The doorbell sounded before he managed to decide. Neil was closest; he pivoted and opened the door. The texting old woman bustled through it and past him. He closed the door behind her. That had been his first chance to leave, he saw afterwards.
‘I thought it must be you,’ the woman said. ‘Patricia.’ She extended a hand and Neil shook it. ‘Is this it? Of course it is, what am I saying? And this is your wife?’ Claire tried to correct her but Patricia wouldn’t be diverted. ‘The estate agent couldn’t make it, his message said to come anyway, I hope you don’t mind. Start at the top?’
She helped herself to the stairs.
‘Viewing,’ Claire stage-whispered to Neil. ‘Sorry.’
She turned and followed. Neil weighed his options. If he left now, or stayed where he was, Patricia might be offended. He went upstairs to join them.
‘Children’s bedroom?’ Patricia asked. ‘How old are they?’
‘Six and four,’ Claire said.
‘And such a pretty garden. Not yours, though. Never mind.’
Adam and Claire were selling up, cashing out. They couldn’t muster the surpluses that London had demanded, not the steeplechaser stamina nor the virtuoso chutzpah nor the money. London was spitting them out, north or east, to Essex or Cambridgeshire or Buckinghamshire, somewhere in the commuter belt, they hadn’t quite decided.
‘Nice clean bath,’ Patricia said. ‘I insist on a clean bath.
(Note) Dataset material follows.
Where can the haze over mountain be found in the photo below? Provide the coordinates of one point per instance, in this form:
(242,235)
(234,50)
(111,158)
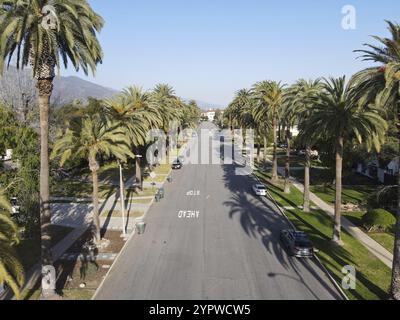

Do these open?’ She pushed feebly at a sash window; it was paint-stuck and wouldn’t give. ‘They’ll need to get out, you see.’
‘Who?’ Neil asked, heaving up the panel for her.
‘Aesop. Aesop and Tallulah. They’re quite safe if they have a ledge or a parapet.’ She poked her head out of the window and peered down towards the front door and along the street. ‘All those sleeping policemen, they’re a plague. Still, nice light for the throne.’
Neil caught Claire’s glance before they realised that eye contact would be calamitous. She tried to swallow her laughter, disguising it as a warbled question. ‘Shall we see the other bedroom?’
‘Don’t,’ she whispered to Neil. ‘Please.’
Funny thing about the absurd: you could survive or ignore it on your own, but two made that impossible. Two made an audience, a confederacy, a secret.
‘Now, dear, this is much more like it,’ Patricia said. ‘They can shimmy down that roof and do th
eir business in the garden there. Neighbours won’t mind, will they?’
‘Don’t think so,’ Neil said, straightening his face. ‘They’re very reasonable.’ Claire looked at the floor.
‘What do you do, dear?’
‘Wealth management. It’s a kind of fin —’
‘Yes, I thought so. He’s something in the City, that’s what I thought when I saw you outside. You’ll be moving somewhere bigger, I expect.’
‘Something like that,’ Neil said.
‘May I?’ Patricia said, gesturing towards the wardrobes. ‘Lovely. Lots of storage. Oodles. Will you have any more? If you don’t mind my asking.’